The only unsafe block in this crate. Uses core::mem::transmute to coerce &str to &KebabStr, which is marked #[repr(transparent)] over str. The safety comment is accurate and the invariant holds. Justifies uses-unsafe and unsafe-safe, unsafe-documented, unsafe-minimal.

src/validator/operators.rs

src/validator/operators.rs, line 947-1005

    /// Pushes a new frame onto the control stack.
    ///
    /// This operation is used when entering a new block such as an if, loop,
    /// or block itself. The `kind` of block is specified which indicates how
    /// breaks interact with this block's type. Additionally the type signature
    /// of the block is specified by `ty`.
    fn push_ctrl(&mut self, kind: FrameKind, ty: BlockType) -> Result<()> {
        // Push a new frame which has a snapshot of the height of the current
        // operand stack.
        let height = self.operands.len();
        let init_height = self.local_inits.push_ctrl();
        self.control.push(Frame {
            kind,
            block_type: ty,
            height,
            unreachable: false,
            init_height,
        });
        // All of the parameters are now also available in this control frame,
        // so we push them here in order.
        for ty in self.params(ty)? {
            self.push_operand(ty)?;
        }
        Ok(())
    }

    /// Pops a frame from the control stack.
    ///
    /// This function is used when exiting a block and leaves a block scope.
    /// Internally this will validate that blocks have the correct result type.
    fn pop_ctrl(&mut self) -> Result<Frame> {
        // Read the expected type and expected height of the operand stack the
        // end of the frame.
        let frame = self.control.last().unwrap();
        let ty = frame.block_type;
        let height = frame.height;
        let init_height = frame.init_height;

        // reset_locals in the spec
        self.local_inits.pop_ctrl(init_height);

        // Pop all the result types, in reverse order, from the operand stack.
        // These types will, possibly, be transferred to the next frame.
        for ty in self.results(ty)?.rev() {
            self.pop_operand(Some(ty))?;
        }

        // Make sure that the operand stack has returned to is original
        // height...
        if self.operands.len() != height {
            bail!(
                self.offset,
                "type mismatch: values remaining on stack at end of block"
            );
        }

        // And then we can remove it!
        Ok(self.control.pop().unwrap())
    }

Control-flow frame push/pop. push_ctrl grows the control stack unboundedly but is indirectly bounded by MAX_WASM_FUNCTION_SIZE (7.6 MB): each block instruction requires at least one opcode byte plus an end byte, so stack depth is bounded by roughly 3.8 M. No explicit per-function nesting limit is enforced, but unbounded stack growth cannot occur within the byte-size constraint.

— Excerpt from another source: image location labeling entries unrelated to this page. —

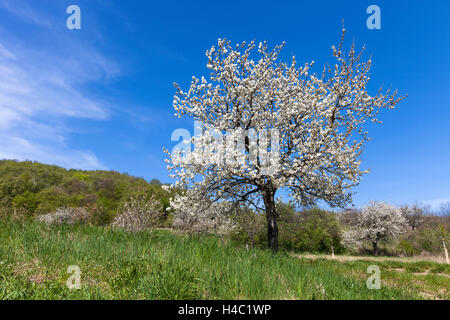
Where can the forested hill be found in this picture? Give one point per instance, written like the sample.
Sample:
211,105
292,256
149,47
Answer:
35,188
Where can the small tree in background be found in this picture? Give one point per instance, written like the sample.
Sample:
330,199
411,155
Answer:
195,214
139,213
316,125
377,221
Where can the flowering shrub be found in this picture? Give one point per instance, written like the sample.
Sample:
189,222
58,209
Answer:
139,213
64,215
377,221
198,215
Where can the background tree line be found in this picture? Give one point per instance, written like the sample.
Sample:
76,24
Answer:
33,189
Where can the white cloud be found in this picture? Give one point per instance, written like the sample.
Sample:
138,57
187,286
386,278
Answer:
436,203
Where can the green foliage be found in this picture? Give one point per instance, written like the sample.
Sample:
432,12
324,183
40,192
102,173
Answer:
161,265
38,189
312,230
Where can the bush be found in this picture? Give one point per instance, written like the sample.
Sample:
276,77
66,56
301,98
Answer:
312,230
139,213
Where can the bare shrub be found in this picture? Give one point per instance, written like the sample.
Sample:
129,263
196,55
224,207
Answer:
65,215
139,213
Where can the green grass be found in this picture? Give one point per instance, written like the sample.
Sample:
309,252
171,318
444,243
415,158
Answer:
161,265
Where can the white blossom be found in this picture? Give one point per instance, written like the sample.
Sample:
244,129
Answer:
319,122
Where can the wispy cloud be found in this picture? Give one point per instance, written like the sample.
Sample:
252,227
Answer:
41,89
26,13
436,203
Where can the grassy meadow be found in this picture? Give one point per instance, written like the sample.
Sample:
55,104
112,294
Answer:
159,264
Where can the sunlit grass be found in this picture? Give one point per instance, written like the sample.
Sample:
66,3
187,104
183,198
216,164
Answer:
161,265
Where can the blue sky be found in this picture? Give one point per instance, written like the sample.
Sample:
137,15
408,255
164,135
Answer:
100,97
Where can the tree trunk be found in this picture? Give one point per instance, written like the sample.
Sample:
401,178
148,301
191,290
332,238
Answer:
375,247
272,228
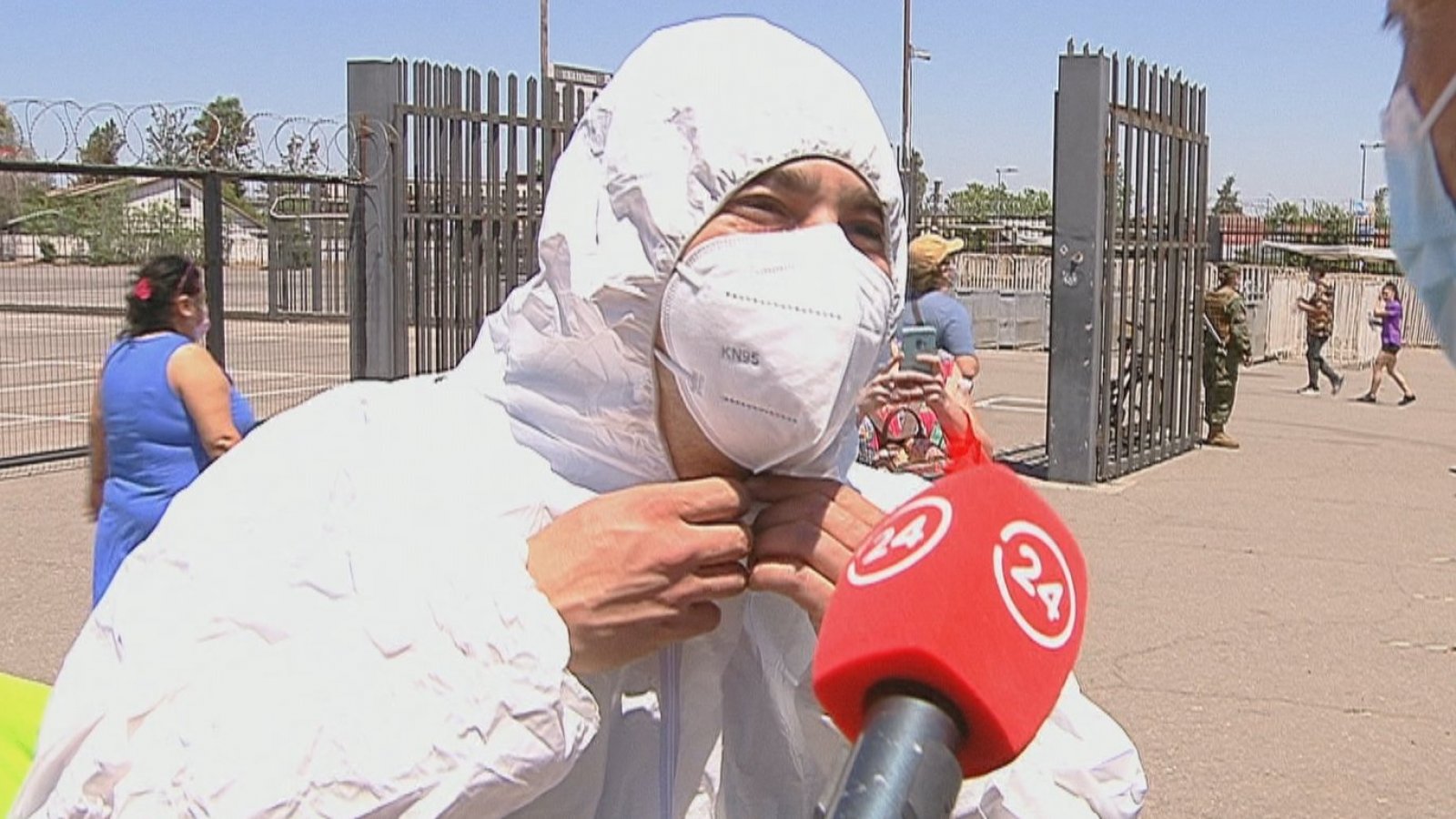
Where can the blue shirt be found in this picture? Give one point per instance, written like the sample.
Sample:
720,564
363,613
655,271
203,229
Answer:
948,317
153,450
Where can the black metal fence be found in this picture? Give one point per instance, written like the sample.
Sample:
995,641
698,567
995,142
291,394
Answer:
473,160
276,248
1130,249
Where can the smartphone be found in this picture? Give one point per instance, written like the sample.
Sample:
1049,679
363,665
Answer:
916,341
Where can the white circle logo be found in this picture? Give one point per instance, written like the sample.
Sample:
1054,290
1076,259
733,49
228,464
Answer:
903,541
1037,589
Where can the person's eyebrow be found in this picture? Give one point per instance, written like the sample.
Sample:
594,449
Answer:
797,182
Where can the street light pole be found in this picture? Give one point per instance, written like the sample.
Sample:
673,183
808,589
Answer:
906,164
907,172
1001,197
545,41
1365,149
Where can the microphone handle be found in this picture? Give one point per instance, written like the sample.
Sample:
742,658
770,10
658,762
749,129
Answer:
903,765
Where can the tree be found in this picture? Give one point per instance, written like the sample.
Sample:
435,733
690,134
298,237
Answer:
976,201
19,193
1228,201
167,143
982,203
1283,216
9,131
102,147
302,157
223,136
1336,223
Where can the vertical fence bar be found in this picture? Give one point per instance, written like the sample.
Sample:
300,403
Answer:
1147,274
213,252
1108,273
1172,276
513,208
1187,283
1084,89
1201,203
1127,257
533,177
1130,416
475,206
458,341
494,273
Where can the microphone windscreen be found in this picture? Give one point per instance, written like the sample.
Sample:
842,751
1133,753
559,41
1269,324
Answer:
973,589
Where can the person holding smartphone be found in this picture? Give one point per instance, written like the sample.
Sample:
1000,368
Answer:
932,307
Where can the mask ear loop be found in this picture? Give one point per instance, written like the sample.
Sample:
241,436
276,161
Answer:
1438,106
691,380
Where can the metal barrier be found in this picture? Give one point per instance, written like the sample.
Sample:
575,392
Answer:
274,245
1128,258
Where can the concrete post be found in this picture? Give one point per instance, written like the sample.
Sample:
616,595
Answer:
1079,196
378,300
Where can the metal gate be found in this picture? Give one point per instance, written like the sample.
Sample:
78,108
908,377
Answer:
1130,198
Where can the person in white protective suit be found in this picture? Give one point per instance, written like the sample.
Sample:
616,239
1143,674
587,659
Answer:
523,588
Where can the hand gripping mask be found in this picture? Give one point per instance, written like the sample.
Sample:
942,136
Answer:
771,336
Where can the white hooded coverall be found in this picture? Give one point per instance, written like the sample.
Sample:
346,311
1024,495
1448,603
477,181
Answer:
337,620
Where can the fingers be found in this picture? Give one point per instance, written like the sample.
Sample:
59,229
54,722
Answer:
807,544
706,500
797,581
715,581
775,489
718,542
693,622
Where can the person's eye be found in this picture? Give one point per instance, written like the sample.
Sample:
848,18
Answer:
866,235
761,207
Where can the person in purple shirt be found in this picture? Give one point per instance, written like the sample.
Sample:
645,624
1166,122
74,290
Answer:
1390,314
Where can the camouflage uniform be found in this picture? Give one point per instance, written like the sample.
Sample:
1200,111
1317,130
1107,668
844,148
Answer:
1320,322
1225,346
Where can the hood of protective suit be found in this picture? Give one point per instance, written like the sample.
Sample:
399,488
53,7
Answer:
570,354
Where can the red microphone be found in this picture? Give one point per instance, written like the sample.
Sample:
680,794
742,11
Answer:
948,642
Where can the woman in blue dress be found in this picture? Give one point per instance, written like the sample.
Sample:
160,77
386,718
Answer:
164,410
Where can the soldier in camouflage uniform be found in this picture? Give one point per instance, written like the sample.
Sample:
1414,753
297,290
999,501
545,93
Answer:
1320,322
1225,347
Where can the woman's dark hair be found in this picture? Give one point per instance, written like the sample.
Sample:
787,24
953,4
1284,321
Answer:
153,288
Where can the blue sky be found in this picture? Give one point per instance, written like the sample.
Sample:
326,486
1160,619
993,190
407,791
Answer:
1293,85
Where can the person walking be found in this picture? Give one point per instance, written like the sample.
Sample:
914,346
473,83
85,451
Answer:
1390,315
162,411
1225,347
1320,321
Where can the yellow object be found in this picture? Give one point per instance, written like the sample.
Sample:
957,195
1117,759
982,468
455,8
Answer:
22,703
929,249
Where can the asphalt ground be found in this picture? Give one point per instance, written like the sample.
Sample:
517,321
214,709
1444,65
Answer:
50,359
1276,627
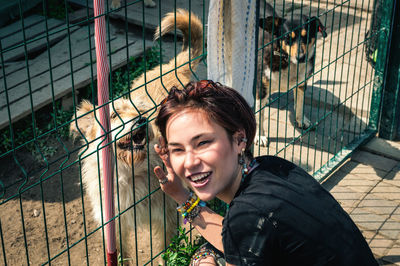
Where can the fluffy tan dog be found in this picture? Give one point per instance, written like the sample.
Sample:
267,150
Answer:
133,139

src/validator/operators.rs, line 920-935

        }
        Ok(MaybeType::Known(actual))
    }

    /// Fetches the type for the local at `idx`, returning an error if it's out
    /// of bounds.
    fn local(&self, idx: u32) -> Result<ValType> {
        match self.locals.get(idx) {
            Some(ty) => Ok(ty),
            None => bail!(
                self.offset,
                "unknown local {}: local index out of bounds",
                idx
            ),
        }
    }

The validator implements WebAssembly type checking and structured-control-flow analysis. local (operators.rs) returns an error on out-of-bounds local indices; the operand stack and control stack are pushed and popped in lockstep, with pop_ctrl verifying the operand stack returns to the frame's recorded height and jump rejecting branch depths beyond the control stack. Type-size growth is bounded by combine_type_sizes against MAX_WASM_TYPE_SIZE. All index and count checks use checked arithmetic and return Result errors rather than panicking or indexing out of bounds. Justifies algorithm-impl-safe.